Pirates in Cinque Terre and in the Gulf of Poets

In the sixteenth century the Ligurian coast was struck by a danger that terrified its people for about 300 years: the “turcheschi” pirates. Centuries later, after the last terrible Saracen invasions, Turkish and Berber marauders (coming from the East, from Tunis to Algiers) or sometimes Christian converted to Islam, came on their fast ships and sighted the coastal villages.

Khair-ed-Din called “Barbarossa”, chief of the fleets of the Ottoman Empire, Draghut, Ucciali, a renegade born on the Calabrian coast and Giaffer, were the commanders of the best known expeditions that, in summer, went back the Tyrrhenian and Ligurian seas, plundering  the villages and pillaging men and women, subject to redemption or sale as slaves.The Ottoman expansion in the West, who had great boost with the Sultan Suleiman the Magnificent, was added to the war between two Christian powers, Spain and France, where King Francis I, most Christian prince, had allied with the “infidels “to beat the enemy Charles V.

In this situation the piratical fleets could go with relative tranquility in the Western Mediterranean and hit Spain and its allies. The tools available for the defense of coastal communities were not many. Only by the strengthening of the old fortified structures of medieval origin, by the construction of some towers with cannons, muskets and harquebus, the measure of resistance of these small villages increased.

At the end of the fifteenth century, in order to monitor the coast, the Republic of Genoa armed two galleys, which in the summer of 1490 became four.

Warning signs were thrown from very specific points scattered along the coast; this function was held by the promontory of Mesco in Monterosso and Montenero in Riomaggiore, which are situated to the western and eastern extremities of this area. At night the fire was the only mean used for reporting. If it was burning at regular and pre-defined intervals and burned continuously, you could sleep quietly; but if the fire was lit and then immediately turned off or dimmed, and if simultaneous fires appeared, it was a signal that the “infidels” were close, with many boats as there were fires. During the day the signals were made with smoke.

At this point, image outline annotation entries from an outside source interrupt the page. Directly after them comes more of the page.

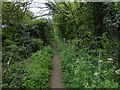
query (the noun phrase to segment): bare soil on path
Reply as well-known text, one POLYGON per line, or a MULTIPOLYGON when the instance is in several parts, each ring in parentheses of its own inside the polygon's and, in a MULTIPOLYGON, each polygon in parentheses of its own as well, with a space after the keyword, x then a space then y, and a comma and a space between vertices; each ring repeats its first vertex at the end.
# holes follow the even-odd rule
POLYGON ((52 44, 53 47, 53 70, 52 70, 52 76, 50 78, 50 85, 51 88, 64 88, 64 85, 62 83, 62 71, 60 69, 61 62, 60 57, 57 52, 57 46, 55 43, 52 44))

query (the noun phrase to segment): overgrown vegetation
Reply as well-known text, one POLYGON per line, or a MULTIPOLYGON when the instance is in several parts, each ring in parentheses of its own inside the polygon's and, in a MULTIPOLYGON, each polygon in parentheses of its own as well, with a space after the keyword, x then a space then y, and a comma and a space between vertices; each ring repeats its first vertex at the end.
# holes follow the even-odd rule
POLYGON ((3 88, 48 88, 52 56, 51 47, 46 46, 28 59, 3 68, 3 88))
POLYGON ((66 88, 120 87, 119 4, 49 3, 66 88))
POLYGON ((53 39, 50 21, 36 19, 29 2, 2 3, 3 88, 47 88, 53 39))
POLYGON ((51 20, 29 5, 2 3, 4 88, 48 88, 54 39, 66 88, 120 88, 119 2, 48 2, 51 20))

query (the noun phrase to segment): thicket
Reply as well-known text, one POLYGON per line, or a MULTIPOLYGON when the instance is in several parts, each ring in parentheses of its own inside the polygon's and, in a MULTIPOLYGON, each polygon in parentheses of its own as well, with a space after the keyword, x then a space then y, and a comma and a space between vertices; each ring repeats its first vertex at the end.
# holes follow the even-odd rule
POLYGON ((36 19, 29 5, 2 3, 3 88, 49 87, 52 26, 47 19, 36 19))
POLYGON ((51 47, 46 46, 29 58, 3 68, 2 88, 48 88, 52 56, 51 47))
POLYGON ((63 82, 67 88, 118 88, 120 3, 55 2, 63 82))

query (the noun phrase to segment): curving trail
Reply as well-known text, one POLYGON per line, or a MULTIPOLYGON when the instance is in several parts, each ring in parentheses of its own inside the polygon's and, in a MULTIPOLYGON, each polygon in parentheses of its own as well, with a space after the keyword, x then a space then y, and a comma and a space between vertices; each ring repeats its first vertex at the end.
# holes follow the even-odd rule
POLYGON ((62 71, 60 69, 61 62, 60 57, 57 52, 57 46, 55 43, 52 44, 53 47, 53 70, 52 70, 52 76, 50 78, 50 84, 51 88, 64 88, 64 85, 62 83, 62 71))

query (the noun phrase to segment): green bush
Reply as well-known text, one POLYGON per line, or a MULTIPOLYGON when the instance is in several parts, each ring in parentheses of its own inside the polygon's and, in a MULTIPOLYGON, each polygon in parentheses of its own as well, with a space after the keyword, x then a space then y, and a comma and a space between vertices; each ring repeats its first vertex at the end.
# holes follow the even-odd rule
POLYGON ((3 88, 48 88, 52 56, 51 47, 46 46, 28 59, 3 68, 3 88))
POLYGON ((76 51, 75 43, 76 40, 67 43, 57 41, 66 88, 120 87, 120 71, 114 57, 104 50, 96 56, 84 51, 86 48, 76 51))
POLYGON ((3 48, 3 62, 14 63, 15 61, 21 61, 31 55, 31 53, 42 49, 42 41, 35 38, 21 38, 21 45, 11 44, 3 48))

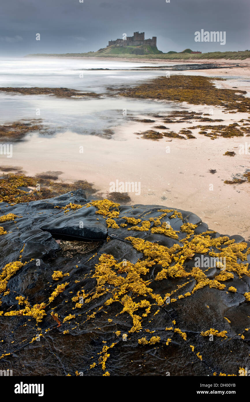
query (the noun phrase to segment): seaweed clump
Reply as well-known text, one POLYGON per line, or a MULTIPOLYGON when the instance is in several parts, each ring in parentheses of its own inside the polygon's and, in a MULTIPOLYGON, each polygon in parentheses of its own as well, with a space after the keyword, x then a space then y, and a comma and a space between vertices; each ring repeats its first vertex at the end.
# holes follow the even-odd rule
POLYGON ((43 128, 41 124, 33 124, 35 122, 40 123, 41 119, 33 120, 28 123, 17 121, 11 124, 0 126, 0 137, 2 139, 16 141, 22 139, 27 133, 38 131, 43 128))
MULTIPOLYGON (((44 177, 43 174, 42 175, 44 177)), ((51 198, 78 189, 81 189, 87 194, 91 195, 96 191, 93 188, 93 185, 92 183, 89 183, 86 180, 78 180, 73 183, 57 183, 40 177, 9 174, 0 179, 0 202, 14 204, 29 202, 51 198), (38 186, 38 185, 39 186, 38 186), (30 193, 20 189, 29 187, 33 187, 33 189, 30 189, 32 190, 30 193)))
POLYGON ((163 134, 158 131, 154 131, 154 130, 147 130, 142 133, 135 133, 135 134, 142 135, 142 138, 145 139, 153 139, 157 141, 163 137, 163 134))
POLYGON ((228 156, 234 156, 236 155, 236 154, 234 151, 227 151, 223 155, 227 155, 228 156))
POLYGON ((48 88, 33 87, 31 88, 3 87, 0 91, 4 92, 14 92, 23 95, 53 95, 57 98, 74 98, 91 96, 98 98, 100 95, 95 92, 83 92, 76 89, 69 88, 48 88))
POLYGON ((201 76, 173 75, 167 78, 161 77, 149 83, 121 90, 120 94, 132 98, 187 102, 193 105, 218 105, 227 111, 250 111, 250 98, 243 96, 246 91, 237 90, 237 94, 234 89, 216 88, 211 82, 215 80, 223 79, 201 76))

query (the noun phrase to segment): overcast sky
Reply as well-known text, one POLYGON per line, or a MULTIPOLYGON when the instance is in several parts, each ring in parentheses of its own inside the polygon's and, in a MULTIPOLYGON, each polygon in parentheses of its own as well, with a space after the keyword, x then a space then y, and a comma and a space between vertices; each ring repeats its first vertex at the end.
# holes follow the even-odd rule
POLYGON ((138 31, 163 52, 250 49, 250 0, 83 1, 0 0, 0 55, 96 51, 138 31), (226 31, 226 44, 195 42, 202 29, 226 31))

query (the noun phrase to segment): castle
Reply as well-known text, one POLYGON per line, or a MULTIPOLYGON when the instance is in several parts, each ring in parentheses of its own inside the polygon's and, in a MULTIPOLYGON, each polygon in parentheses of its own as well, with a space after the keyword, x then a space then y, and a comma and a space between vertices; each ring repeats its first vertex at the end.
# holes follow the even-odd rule
POLYGON ((109 41, 108 45, 119 45, 124 47, 126 46, 138 46, 141 45, 147 45, 150 46, 156 47, 156 36, 153 36, 152 39, 144 39, 144 32, 134 32, 133 36, 127 36, 123 34, 124 39, 117 39, 116 41, 109 41))

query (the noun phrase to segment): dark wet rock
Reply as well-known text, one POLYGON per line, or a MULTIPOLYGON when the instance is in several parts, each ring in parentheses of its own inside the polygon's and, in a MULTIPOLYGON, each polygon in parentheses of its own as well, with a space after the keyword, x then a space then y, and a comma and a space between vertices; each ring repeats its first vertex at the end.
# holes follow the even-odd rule
MULTIPOLYGON (((112 218, 119 228, 108 228, 108 216, 96 213, 97 208, 87 205, 89 202, 84 192, 78 190, 29 203, 0 204, 0 218, 9 213, 16 215, 0 224, 7 232, 0 236, 1 267, 14 261, 24 264, 11 276, 6 289, 0 293, 0 310, 3 312, 0 314, 0 341, 3 340, 0 342, 0 356, 3 355, 1 369, 12 367, 13 375, 74 375, 77 371, 87 376, 102 375, 106 372, 111 375, 166 375, 169 372, 171 375, 210 376, 214 373, 238 375, 240 367, 249 367, 250 302, 244 295, 250 290, 250 275, 234 271, 233 278, 220 281, 225 285, 222 289, 216 287, 215 282, 222 270, 211 265, 201 267, 202 274, 211 281, 211 285, 195 290, 197 280, 191 273, 196 266, 195 258, 201 259, 204 253, 199 250, 192 252, 191 249, 183 263, 187 275, 169 275, 157 279, 163 263, 155 254, 156 248, 164 246, 167 250, 179 245, 182 248, 186 243, 193 247, 194 236, 214 240, 221 236, 220 233, 203 235, 209 230, 208 225, 195 214, 180 209, 175 210, 181 213, 182 218, 171 217, 171 211, 161 219, 162 224, 169 223, 178 239, 151 232, 155 227, 152 220, 148 231, 134 228, 128 230, 132 225, 124 217, 140 219, 140 226, 150 218, 158 217, 163 212, 158 210, 169 209, 163 205, 140 204, 121 205, 119 216, 112 218), (70 203, 85 206, 71 209, 70 203), (197 225, 190 236, 182 231, 187 223, 197 225), (124 224, 127 226, 121 226, 124 224), (133 246, 127 239, 130 236, 148 242, 148 256, 133 246), (112 256, 115 263, 109 256, 112 256), (135 264, 147 258, 152 265, 139 277, 143 283, 148 281, 151 295, 133 290, 136 275, 134 271, 130 273, 130 263, 135 264), (98 279, 98 283, 97 277, 93 275, 102 258, 104 260, 102 269, 105 271, 110 263, 111 272, 120 280, 131 275, 131 289, 123 289, 122 285, 116 285, 110 272, 106 279, 102 276, 98 279), (116 262, 120 263, 119 269, 114 267, 116 262), (54 271, 65 276, 54 280, 54 271), (63 291, 49 302, 57 287, 65 283, 68 284, 63 291), (77 292, 82 294, 83 291, 86 297, 82 306, 76 307, 79 299, 71 299, 77 292), (157 297, 159 295, 163 302, 157 304, 152 294, 157 297), (16 298, 19 296, 26 299, 30 308, 42 303, 46 305, 46 315, 41 322, 37 324, 31 314, 22 315, 25 305, 18 304, 16 298), (116 296, 117 299, 109 304, 116 296), (131 330, 133 323, 128 305, 121 312, 125 296, 132 297, 134 304, 142 301, 150 304, 150 311, 146 316, 145 307, 137 306, 134 312, 142 322, 138 331, 131 330), (17 312, 18 315, 4 315, 11 311, 17 312), (59 326, 51 313, 58 314, 59 326), (69 318, 69 314, 75 317, 69 318), (210 329, 222 333, 226 331, 226 334, 214 335, 212 340, 209 336, 201 335, 202 331, 205 333, 210 329), (127 335, 126 341, 122 340, 123 334, 127 335), (160 339, 150 343, 154 336, 160 339), (138 343, 142 338, 147 342, 144 345, 138 343), (105 346, 108 349, 104 351, 105 346), (106 353, 110 356, 106 367, 103 363, 102 367, 106 353), (90 368, 93 363, 96 366, 90 368)), ((234 239, 236 245, 244 241, 238 235, 230 239, 234 239)), ((241 252, 246 253, 250 245, 244 245, 241 252)), ((224 244, 209 245, 205 255, 210 257, 212 251, 222 252, 227 247, 224 244)), ((168 268, 180 262, 181 254, 168 268)), ((247 260, 242 260, 238 254, 238 263, 242 266, 247 264, 250 256, 247 260)))

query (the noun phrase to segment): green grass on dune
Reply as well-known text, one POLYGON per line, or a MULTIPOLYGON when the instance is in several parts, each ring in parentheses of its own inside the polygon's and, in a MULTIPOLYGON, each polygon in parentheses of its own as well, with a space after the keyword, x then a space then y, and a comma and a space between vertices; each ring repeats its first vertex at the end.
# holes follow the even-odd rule
MULTIPOLYGON (((141 47, 128 46, 129 48, 140 48, 141 47)), ((123 51, 121 50, 126 48, 120 47, 118 53, 114 52, 111 50, 105 51, 108 48, 100 49, 97 52, 88 52, 87 53, 37 53, 36 54, 29 54, 28 56, 35 56, 37 57, 42 56, 48 56, 50 57, 109 57, 113 58, 122 57, 124 59, 155 59, 161 60, 199 60, 204 59, 226 59, 227 60, 244 60, 250 58, 250 51, 225 51, 225 52, 209 52, 208 53, 202 53, 192 54, 187 53, 175 53, 171 52, 169 53, 150 53, 145 54, 131 54, 131 53, 123 53, 123 51)), ((158 50, 158 49, 157 49, 158 50)), ((151 51, 152 51, 151 50, 151 51)))

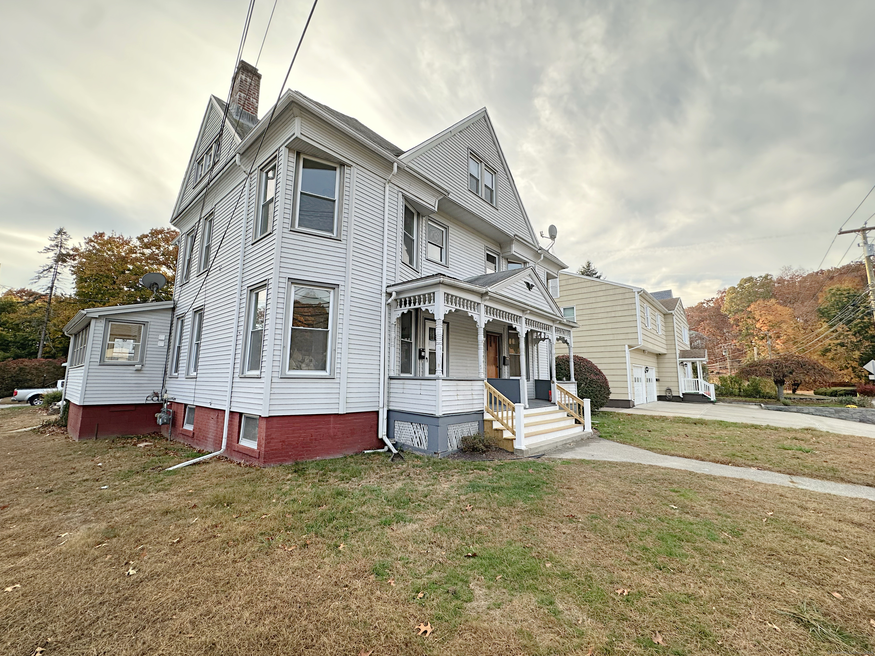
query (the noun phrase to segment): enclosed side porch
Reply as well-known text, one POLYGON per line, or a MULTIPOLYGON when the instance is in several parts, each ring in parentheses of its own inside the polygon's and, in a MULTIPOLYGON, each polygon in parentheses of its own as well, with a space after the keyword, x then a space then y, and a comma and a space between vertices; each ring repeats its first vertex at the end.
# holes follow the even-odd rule
MULTIPOLYGON (((556 403, 554 362, 556 340, 570 348, 571 333, 556 325, 558 318, 495 298, 484 303, 482 290, 444 282, 410 291, 396 292, 389 303, 389 439, 433 455, 457 450, 464 436, 493 430, 498 420, 488 412, 490 394, 521 416, 567 417, 556 403)), ((569 422, 544 423, 542 430, 550 432, 569 422)), ((504 440, 508 429, 495 428, 504 440)), ((514 450, 524 427, 510 430, 505 446, 514 450)))

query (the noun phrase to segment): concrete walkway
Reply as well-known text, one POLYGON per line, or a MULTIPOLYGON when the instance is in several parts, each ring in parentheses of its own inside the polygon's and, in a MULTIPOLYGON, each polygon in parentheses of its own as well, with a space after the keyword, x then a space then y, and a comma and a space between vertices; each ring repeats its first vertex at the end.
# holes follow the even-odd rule
MULTIPOLYGON (((649 404, 648 404, 649 405, 649 404)), ((669 404, 676 405, 676 404, 669 404)), ((690 404, 692 405, 692 404, 690 404)), ((764 412, 768 412, 765 410, 764 412)), ((851 423, 848 422, 848 423, 851 423)), ((627 444, 619 444, 610 440, 594 438, 584 443, 578 443, 571 447, 563 447, 550 451, 550 457, 564 457, 580 460, 607 460, 614 463, 638 463, 640 464, 655 464, 658 467, 682 469, 687 471, 696 471, 710 476, 724 476, 730 478, 745 478, 759 483, 771 483, 774 485, 797 487, 802 490, 837 494, 841 497, 855 497, 875 501, 875 487, 866 485, 851 485, 847 483, 834 483, 833 481, 806 478, 801 476, 779 474, 774 471, 766 471, 748 467, 733 467, 729 464, 717 464, 702 460, 692 460, 689 457, 663 456, 644 449, 627 444)))
POLYGON ((724 422, 757 423, 786 429, 817 429, 829 433, 875 437, 875 424, 849 422, 832 417, 819 417, 815 415, 801 415, 794 412, 764 410, 752 403, 750 405, 742 403, 674 403, 668 401, 655 401, 653 403, 642 403, 634 408, 602 408, 601 409, 610 412, 624 412, 629 415, 718 419, 724 422))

The Cinque Terre suffered badly on 8th July 1545  when a pirate flotilla led by the infamous Draghut invaded Monterosso. From the galleys, the pirates came down to the beach and looted and burned houses and carried off men and women. From there they went back on board, did not attack Vernazza but hit on Corniglia, which suffered the same fate as Monterosso.
Then it was the turn of Manarola, where, however, the pirates could not dock, as the men of the village were aided and rescued by the men of Riomaggiore, thus preventing the looting.
From Cinque Terre Draghut moved into the Gulf of La Spezia, where he docked waiting to get a ransom for the prisoners whom he had brought with him.
The last Islamic attack took place on the night between 24th and 25th of June 1815, off the coast of Mesco, when a Turkish “bombard” plundered two boats out fishing for anchovies. The men were taken away while the boats were abandoned.